En attendant, par delà le roi inerte et désarmé, par delà l’Assemblée désobéie ou désobéissante, on aperçoit le monarque véritable, le peuple, c’est-à-dire l’attroupement, cent, mille, dix mille individus rassemblés au hasard, sur une motion, sur une alarme, et tout de suite, irrésistiblement, législateurs, juges et bourreaux. Puissance formidable, destructive et vague, sur laquelle nulle main n’a de prise, et qui, avec sa mère, la Liberté aboyante et monstrueuse, siège au seuil de la Révolution, comme les deux spectres de Milton aux portes de l’Enfer : « L’une semblait une femme jusqu’à la ceinture, et belle — mais finissait ignoblement en replis écailleux — volumineux et vastes, — serpent armé d’un mortel aiguillon. À sa ceinture — une meute de chiens d’enfer aboyaient éternellement — de leurs larges gueules cerbéréennes béantes, et sonnaient une hideuse volée, — et cependant, quand ils voulaient, ils rentraient rampants, — si quelque chose troublait leur bruit, dans son ventre — leur chenil, et de là encore aboyaient et hurlaient — au dedans, invisibles… L’autre forme — si l’on peut appeler forme ce qui n’avait point de forme distincte — dans les membres, les articulations ni la stature, — ou substance ce qui paraissait une ombre, — était debout, noire comme la Nuit, farouche comme dix Furies, — terrible comme l’Enfer, et secouait un dard formidable. — Ce qui semblait sa tête portait l’apparence d’une couronne royale — et, avec d’horribles enjambées, elle avançait. »
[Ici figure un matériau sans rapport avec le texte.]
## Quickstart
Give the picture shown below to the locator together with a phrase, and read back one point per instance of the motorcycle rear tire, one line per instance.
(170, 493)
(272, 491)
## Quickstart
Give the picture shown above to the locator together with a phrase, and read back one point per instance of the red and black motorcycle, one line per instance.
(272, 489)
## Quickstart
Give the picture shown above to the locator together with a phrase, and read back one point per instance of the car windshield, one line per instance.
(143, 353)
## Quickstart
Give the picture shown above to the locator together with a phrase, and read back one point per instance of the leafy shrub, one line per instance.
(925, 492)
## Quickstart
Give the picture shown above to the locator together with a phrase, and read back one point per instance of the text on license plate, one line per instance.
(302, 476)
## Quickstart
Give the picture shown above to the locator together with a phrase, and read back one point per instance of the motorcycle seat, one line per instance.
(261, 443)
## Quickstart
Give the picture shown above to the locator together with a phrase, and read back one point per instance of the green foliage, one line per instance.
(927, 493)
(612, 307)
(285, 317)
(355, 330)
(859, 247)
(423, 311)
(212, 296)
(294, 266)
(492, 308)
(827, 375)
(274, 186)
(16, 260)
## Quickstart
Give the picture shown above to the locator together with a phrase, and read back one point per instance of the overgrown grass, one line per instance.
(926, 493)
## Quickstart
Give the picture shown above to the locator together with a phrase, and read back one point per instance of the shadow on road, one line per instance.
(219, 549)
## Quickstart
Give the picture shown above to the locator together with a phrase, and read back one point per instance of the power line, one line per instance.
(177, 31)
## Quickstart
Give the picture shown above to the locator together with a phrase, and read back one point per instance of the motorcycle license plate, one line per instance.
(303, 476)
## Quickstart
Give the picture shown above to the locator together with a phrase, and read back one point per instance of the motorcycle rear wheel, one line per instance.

  1. Archives nationales, H, 1453. Lettre de M. Miron, Lieutenant de police, 26 avril ; de M. Joly de Fleury, procureur général, 29 mai ; de MM. Marchais et Bertier, 23 mars, 5, 18 et 27 avril, 5 mai. — Arthur Young, 10 et 29 juin. — Archives nationales, H, 1453. Lettre du subdélégué de Montlhéry, 14 avril.
  2. Archives nationales, H, 1453. Lettre du subdélégué Gobert, 17 mars ; de l’officier de maréchaussée, 15 juin. — « Les 12, 13, 14, 15, 16 mars, les habitants de Conflans se sont généralement révoltés contre le lapin. »
  3. Montjoie, 2e partie, ch. xxi, 14 (1re semaine de juin). Montjoie est homme de parti ; mais il date et précise, et son témoignage, quand il est confirmé d’ailleurs, mérite d’être admis.
  4. Montjoie, 1re partie, 92, 101. — Archives nationales, H, 1453. Lettre de l’officier de maréchaussée de Saint-Denis. « Il arrive journellement, tant de la Lorraine que de la Champagne beaucoup d’ouvriers », ce qui va augmenter la disette.
  5. Besenval, Mémoires, I, 353. Cf. L’Ancien régime, t. II, 296, 297. — Marmontel, II, 252 et suivants. — Ferrières, I, 407.
  6. Arthur Young, 1er septembre 1788.
  7. Barère, Mémoires, I, 234.
  8. Voir à la Bibliothèque nationale le catalogue si long de ceux qui ont survécu.
  9. Malouet, I, 255. Bailly, I, 43 (9 et 19 mai). — Comte d’Hézecques, Souvenirs d’un page de Louis XVI, 293. — Besenval, I, 368.
  10. Marmontel, II, 249. — Montjoie, 1re partie, 92. — Besenval, I, 387 : « Ces espions ajoutaient qu’on voyait des gens exciter le tumulte et même distribuer de l’argent. »
  11. Archives nationales, Y, 11 441. Interrogatoire de l’abbé Roy, 5 mai. — Y, 11 033. Interrogatoire (28 avril et 4 mai) des vingt-trois blessés portés à l’Hôtel-Dieu. — Ces deux pièces sont capitales pour donner le vrai caractère de l’émeute ; il faut y ajouter le récit de M. de Besenval, qui commandait alors avec M. du Châtelet. Presque tous les autres récits sont amplifiés ou faussés par l’esprit de parti.
  12. Ferrières, t. III, note A (Exposé justificatif, par Réveillon).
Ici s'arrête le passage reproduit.